«Это просто волшебство, что он добивается от актеров того, чего хочет, – продолжила Амик. – Помню, как мы снимали сцену, где Шелли делится сокровенным со своей начальницей, Нормой Дженнингс, и Дэвид знал, что здесь мне нужно коснуться очень глубокого места. Мы сняли несколько дублей, затем он подошел ко мне, положил руку на плечо, посмотрел на меня, вздохнул и ушел, и это было как будто он только что заразил меня эмоцией, которую я должна была отыграть. Не говоря ни слова, он объяснил мне все, что нужно».
Тэмблин был поражен тем фактом, что Дэвид «сидит так близко к актерам, как только можно. В одной сцене доктор Джакоби лежит в больничной палате и разговаривает с агентом Купером и шерифом Труманом о том, слышал ли он, как Жака Рено убили на соседней койке. Дэвид дал мне очень странные указания. Мы сняли дубль, и он сказал: “Расс, давай повторим. В этот раз не думай ни о словах, которые ты говоришь, ни о том, что они значат. Думай о призраках”. Так обычно он и объяснял, и это действительно работало».
«Дэвид задавал тон и настроение всему, что должно было случиться, – рассказал Рэй Вайз. – У него была удивительная способность говорить правильные вещи, которые вели тебя в правильном направлении. У каждого из персонажей есть свои открытые раны, которые необходимо выразить, и у этого выражения нет границ. Он раскрывал нас и позволял выкладываться на тысячу процентов, и в его работах это заметно. Посмотрите, какой игры он добился от Денниса Хоппера! Он позволяет актерам самим двигаться в нужном направлении».
И он ждет, пока они доберутся до цели. «Дэвид – единственный сорокалетний режиссер, который сказал, что я могу замедлиться и занять свое время чем-нибудь, – рассказал Майкл Онткин. – Время за полночь, шериф Труман не спит, глядя в унылую бездну, Черный Вигвам, молясь в надежде найти хоть какой-то признак своего приятеля Купера. Проходят пять или шесть невероятно медленных дублей, и единственным звуком, который раздавался после каждого из них, был пугающий шепот Дэвида, который предлагал Гарри посидеть еще.
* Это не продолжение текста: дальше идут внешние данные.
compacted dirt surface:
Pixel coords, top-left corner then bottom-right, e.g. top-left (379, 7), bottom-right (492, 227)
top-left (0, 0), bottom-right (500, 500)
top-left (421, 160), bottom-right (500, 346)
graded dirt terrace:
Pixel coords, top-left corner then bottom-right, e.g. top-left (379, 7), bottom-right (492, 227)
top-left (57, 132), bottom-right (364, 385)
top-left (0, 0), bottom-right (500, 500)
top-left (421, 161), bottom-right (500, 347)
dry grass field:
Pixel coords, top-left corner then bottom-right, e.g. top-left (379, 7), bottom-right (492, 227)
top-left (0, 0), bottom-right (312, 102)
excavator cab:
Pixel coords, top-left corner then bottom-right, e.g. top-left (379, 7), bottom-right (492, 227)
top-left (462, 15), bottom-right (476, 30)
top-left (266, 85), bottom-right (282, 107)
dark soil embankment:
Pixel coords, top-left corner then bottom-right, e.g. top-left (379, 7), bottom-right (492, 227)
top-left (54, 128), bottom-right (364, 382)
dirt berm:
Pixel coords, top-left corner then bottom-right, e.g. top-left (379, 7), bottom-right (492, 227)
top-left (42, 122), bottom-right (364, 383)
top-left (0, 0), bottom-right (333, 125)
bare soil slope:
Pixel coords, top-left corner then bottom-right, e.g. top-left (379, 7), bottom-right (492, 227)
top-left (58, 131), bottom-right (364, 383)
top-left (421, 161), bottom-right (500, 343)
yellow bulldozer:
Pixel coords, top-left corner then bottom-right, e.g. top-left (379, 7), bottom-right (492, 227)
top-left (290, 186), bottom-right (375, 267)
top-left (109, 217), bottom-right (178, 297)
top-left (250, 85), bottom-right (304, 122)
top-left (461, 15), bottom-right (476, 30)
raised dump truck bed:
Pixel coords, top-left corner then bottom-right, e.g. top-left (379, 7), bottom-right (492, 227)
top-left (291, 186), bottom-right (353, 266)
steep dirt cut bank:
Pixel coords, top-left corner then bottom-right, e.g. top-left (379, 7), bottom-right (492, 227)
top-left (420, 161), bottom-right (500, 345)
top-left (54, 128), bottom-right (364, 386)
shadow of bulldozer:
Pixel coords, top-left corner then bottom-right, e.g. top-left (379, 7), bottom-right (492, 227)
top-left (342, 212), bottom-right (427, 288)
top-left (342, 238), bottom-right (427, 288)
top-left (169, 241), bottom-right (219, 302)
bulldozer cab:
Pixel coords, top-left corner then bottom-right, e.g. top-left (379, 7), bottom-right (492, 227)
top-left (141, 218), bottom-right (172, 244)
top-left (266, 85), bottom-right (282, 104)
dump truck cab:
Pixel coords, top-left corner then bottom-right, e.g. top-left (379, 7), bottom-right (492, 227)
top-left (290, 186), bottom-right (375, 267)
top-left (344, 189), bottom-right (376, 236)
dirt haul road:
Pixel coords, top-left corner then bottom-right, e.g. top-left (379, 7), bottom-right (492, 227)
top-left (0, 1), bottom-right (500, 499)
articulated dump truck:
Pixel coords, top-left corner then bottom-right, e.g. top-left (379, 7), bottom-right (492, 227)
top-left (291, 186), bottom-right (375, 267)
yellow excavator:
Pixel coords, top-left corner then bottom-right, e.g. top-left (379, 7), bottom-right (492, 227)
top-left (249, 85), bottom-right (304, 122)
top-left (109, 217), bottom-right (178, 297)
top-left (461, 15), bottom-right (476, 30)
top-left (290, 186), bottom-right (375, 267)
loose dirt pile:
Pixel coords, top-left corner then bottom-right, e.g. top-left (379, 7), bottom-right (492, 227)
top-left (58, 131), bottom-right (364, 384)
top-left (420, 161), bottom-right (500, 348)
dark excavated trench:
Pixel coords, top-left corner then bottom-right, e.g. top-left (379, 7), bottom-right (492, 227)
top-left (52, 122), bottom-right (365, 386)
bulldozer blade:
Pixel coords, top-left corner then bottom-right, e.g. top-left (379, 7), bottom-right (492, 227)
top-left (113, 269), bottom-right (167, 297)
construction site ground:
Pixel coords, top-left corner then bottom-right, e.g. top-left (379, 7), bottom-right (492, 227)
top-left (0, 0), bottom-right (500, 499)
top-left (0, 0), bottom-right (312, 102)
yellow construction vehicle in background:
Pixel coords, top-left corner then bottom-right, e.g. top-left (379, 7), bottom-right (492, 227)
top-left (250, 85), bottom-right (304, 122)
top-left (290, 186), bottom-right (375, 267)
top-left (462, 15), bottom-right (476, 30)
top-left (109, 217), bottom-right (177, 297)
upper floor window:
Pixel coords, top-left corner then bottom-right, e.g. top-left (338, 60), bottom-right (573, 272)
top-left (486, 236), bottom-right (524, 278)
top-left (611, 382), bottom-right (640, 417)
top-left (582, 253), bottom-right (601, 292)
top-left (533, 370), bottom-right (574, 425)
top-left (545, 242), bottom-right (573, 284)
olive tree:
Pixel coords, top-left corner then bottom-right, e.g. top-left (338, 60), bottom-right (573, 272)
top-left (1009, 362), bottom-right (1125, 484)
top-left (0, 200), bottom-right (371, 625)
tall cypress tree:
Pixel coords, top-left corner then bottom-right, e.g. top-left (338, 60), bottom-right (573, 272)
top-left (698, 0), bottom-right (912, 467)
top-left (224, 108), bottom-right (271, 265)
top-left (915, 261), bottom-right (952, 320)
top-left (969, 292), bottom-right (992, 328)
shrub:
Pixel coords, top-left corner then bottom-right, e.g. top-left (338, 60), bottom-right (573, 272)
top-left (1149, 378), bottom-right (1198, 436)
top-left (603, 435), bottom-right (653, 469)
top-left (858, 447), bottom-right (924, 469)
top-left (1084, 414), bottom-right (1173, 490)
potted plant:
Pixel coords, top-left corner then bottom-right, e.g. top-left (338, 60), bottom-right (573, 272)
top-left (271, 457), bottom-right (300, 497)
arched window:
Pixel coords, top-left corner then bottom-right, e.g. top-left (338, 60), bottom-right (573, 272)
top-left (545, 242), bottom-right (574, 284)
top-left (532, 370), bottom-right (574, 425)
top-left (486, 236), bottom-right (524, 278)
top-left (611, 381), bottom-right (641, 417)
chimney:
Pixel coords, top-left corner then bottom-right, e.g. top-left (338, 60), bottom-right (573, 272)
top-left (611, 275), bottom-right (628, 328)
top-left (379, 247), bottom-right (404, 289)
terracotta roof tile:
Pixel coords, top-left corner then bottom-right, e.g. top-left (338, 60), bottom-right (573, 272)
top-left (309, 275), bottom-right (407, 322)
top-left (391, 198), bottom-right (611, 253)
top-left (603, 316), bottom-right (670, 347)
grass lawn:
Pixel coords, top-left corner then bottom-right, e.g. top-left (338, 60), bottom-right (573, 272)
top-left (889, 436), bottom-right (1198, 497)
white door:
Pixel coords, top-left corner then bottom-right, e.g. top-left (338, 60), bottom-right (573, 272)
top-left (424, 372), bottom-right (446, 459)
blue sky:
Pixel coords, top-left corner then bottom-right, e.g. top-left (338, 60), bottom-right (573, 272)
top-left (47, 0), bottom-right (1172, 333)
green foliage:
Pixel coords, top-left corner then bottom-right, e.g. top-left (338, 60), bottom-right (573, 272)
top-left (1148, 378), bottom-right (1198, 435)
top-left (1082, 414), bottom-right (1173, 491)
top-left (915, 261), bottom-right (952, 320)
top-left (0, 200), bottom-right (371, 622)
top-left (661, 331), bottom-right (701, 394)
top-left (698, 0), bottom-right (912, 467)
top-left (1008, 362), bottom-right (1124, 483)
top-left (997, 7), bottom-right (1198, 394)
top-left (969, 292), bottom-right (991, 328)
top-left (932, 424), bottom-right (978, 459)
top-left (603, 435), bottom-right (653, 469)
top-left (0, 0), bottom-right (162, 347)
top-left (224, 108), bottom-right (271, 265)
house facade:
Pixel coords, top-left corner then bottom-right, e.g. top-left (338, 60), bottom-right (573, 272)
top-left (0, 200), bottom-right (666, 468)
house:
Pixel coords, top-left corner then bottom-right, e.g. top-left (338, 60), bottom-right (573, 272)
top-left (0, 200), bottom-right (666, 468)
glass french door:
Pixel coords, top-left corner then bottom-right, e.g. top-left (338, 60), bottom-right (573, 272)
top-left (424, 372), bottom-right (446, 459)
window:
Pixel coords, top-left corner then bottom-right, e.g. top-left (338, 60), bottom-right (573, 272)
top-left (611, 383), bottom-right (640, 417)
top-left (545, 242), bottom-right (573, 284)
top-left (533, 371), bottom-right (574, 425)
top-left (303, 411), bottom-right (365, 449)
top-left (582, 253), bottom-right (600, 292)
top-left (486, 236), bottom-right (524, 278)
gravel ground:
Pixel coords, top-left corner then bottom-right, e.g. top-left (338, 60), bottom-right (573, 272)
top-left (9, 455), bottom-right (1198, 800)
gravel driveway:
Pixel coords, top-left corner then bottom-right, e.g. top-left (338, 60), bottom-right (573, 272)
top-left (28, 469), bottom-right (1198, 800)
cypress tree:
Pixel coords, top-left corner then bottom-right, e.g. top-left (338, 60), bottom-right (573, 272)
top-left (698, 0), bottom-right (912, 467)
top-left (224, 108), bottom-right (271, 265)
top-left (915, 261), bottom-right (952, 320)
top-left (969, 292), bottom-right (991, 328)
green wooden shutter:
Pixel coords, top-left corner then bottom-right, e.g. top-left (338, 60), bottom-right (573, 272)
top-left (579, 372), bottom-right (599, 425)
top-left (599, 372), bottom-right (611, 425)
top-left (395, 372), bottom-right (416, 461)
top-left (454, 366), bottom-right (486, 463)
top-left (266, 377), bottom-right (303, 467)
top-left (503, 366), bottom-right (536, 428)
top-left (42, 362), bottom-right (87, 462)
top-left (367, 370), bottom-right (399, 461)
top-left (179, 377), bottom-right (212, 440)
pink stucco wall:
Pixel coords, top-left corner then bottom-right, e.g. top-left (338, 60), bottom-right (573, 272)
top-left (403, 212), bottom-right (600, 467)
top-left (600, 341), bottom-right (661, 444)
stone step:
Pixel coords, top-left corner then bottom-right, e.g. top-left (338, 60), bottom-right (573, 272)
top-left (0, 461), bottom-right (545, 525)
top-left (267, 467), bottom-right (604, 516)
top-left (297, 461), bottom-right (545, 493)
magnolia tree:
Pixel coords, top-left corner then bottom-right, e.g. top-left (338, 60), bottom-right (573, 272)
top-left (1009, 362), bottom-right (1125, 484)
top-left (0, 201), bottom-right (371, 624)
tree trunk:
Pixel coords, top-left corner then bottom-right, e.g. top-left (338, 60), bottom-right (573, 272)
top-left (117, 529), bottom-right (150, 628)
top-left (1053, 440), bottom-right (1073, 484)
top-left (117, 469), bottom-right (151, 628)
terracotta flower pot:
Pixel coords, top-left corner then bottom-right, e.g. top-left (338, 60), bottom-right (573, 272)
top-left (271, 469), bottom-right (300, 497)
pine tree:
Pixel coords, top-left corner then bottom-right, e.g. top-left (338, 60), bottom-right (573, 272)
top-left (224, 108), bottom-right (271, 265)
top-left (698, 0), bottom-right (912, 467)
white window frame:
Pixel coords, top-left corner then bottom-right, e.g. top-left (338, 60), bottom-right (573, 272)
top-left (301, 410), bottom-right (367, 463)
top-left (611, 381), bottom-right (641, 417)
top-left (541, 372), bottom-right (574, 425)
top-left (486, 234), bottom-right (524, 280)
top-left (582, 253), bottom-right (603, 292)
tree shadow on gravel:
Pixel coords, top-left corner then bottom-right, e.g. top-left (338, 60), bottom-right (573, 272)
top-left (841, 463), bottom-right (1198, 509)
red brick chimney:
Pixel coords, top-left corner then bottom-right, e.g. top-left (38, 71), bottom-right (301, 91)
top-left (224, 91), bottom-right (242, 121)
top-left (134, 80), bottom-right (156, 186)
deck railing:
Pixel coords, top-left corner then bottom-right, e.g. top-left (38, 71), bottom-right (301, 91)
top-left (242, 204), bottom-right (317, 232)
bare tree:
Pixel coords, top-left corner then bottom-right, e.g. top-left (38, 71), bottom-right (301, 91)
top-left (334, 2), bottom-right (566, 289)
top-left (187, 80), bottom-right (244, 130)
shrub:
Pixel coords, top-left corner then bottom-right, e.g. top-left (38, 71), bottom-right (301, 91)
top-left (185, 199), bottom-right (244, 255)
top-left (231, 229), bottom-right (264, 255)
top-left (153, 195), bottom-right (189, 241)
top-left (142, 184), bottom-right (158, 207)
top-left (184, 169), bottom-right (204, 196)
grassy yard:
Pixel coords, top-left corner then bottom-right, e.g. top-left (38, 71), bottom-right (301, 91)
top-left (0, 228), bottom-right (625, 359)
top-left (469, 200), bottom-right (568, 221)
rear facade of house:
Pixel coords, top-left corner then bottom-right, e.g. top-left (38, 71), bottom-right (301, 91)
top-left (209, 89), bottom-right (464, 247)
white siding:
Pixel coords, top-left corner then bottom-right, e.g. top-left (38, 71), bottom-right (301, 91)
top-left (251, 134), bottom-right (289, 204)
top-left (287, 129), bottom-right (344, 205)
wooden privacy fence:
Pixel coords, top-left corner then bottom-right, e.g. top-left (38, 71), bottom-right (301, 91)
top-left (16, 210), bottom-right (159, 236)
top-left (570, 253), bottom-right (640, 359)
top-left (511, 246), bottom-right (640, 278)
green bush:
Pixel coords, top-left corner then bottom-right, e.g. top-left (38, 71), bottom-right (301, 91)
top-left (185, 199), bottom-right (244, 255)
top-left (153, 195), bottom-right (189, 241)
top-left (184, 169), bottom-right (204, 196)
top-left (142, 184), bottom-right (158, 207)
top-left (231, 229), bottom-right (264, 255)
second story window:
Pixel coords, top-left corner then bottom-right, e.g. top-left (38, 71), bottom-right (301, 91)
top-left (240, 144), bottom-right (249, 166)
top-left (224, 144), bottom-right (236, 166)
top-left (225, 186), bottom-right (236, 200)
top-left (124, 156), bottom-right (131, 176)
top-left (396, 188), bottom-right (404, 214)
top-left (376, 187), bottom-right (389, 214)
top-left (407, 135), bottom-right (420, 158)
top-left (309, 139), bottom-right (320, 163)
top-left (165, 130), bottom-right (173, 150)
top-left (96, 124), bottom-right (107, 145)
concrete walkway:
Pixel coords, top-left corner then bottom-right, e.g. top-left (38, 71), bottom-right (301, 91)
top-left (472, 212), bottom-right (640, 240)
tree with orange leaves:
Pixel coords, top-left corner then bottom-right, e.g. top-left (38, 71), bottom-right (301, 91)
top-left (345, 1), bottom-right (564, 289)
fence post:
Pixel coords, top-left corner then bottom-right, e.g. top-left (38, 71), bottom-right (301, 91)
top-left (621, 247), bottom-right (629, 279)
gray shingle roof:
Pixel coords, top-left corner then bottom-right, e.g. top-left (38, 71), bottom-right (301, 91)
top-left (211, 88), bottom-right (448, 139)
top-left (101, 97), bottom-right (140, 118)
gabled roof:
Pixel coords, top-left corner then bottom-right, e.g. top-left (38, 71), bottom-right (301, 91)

Ожидание вечности не может быть долгим».
Вспоминая работу над сериалом, Кимми Робертсон рассказывала: «Когда Дэвид руководит съемками, он полностью погружается в процесс. Он садится рядом с тобой и создает вокруг вас двоих кокон тишины при помощи своей энергии, и только потом начинает сцену. Первая сцена, в которой я снялась – где Люси переводит телефонный звонок на шерифа Трумана. Дэвид сказал: “Поступил важный звонок. Люси старательная и дотошная, она следит за всем, что происходит в кабинете, она хочет, чтобы никаких недопониманий не возникало, и она держит руку на пульсе этого города. Разве Люси может сказать “Этот звонок для вас?”».
Амик с особенными чувствами вспоминает тот день, когда ее героиню поцеловал агент ФБР Гордон Коул, которого сыграл сам Линч. «Я чувствовала, что это большая честь! Все девочки немного завидовали, и меня стали считать любимицей». А что насчет поцелуя? «Он был чудесным и очень мягким». Кимми Робертсон призналась, что она тоже целовалась с Линчем. «Это было на вечеринке по случаю окончания съемок очень-очень давно. Я подумала, что это единственный день в его жизни, когда он не с кем-то, и мы танцевали под песню про поцелуй и я его поцеловала, а потом убежала».
Условия сделки с ABC подразумевали, что Линч снимет закрытую альтернативную концовку, которая позволит показать пилотную серию в Европе как художественный фильм. Это требование привело к созданию финальной сцены сериала в Красной комнате, загадочному бардо, где загадывают загадки и раскрывают секреты. В Красной комнате разговаривают наоборот – эта идея таилась в голове Линча с 1971 года, когда Алан записал, как он говорит «Я хочу карандаши» и прокрутил ее задом наперед для сцены фильма «Голова-ластик», которую так и не сняли. Расширенная версия «Твин Пикс», которая заканчивается сценой в Красной комнате, была выпущена сразу на кассетах в Великобритании за пять месяцев до того, как пилотную серию показали в США.
«В ту же минуту, когда Дэвид выходит на площадку, он сразу понимает, как все должно быть, вплоть до того, где должен стоять стакан на столе, – рассказал Сигхвассон. – Он просто знает это, и когда он приехал на площадку, где мы построили декорации для Красной комнаты, он чуть с ума не сошел, потому что дверь была справа, а не слева. Я спросил: “Дэвид, да кого это, черт возьми, волнует?” Его волновало, и он настоял на том, чтобы переделать декорацию, потому что в его голове уже была выстроена сцена, и то, что он снимает, должно полностью совпадать с образами в его голове».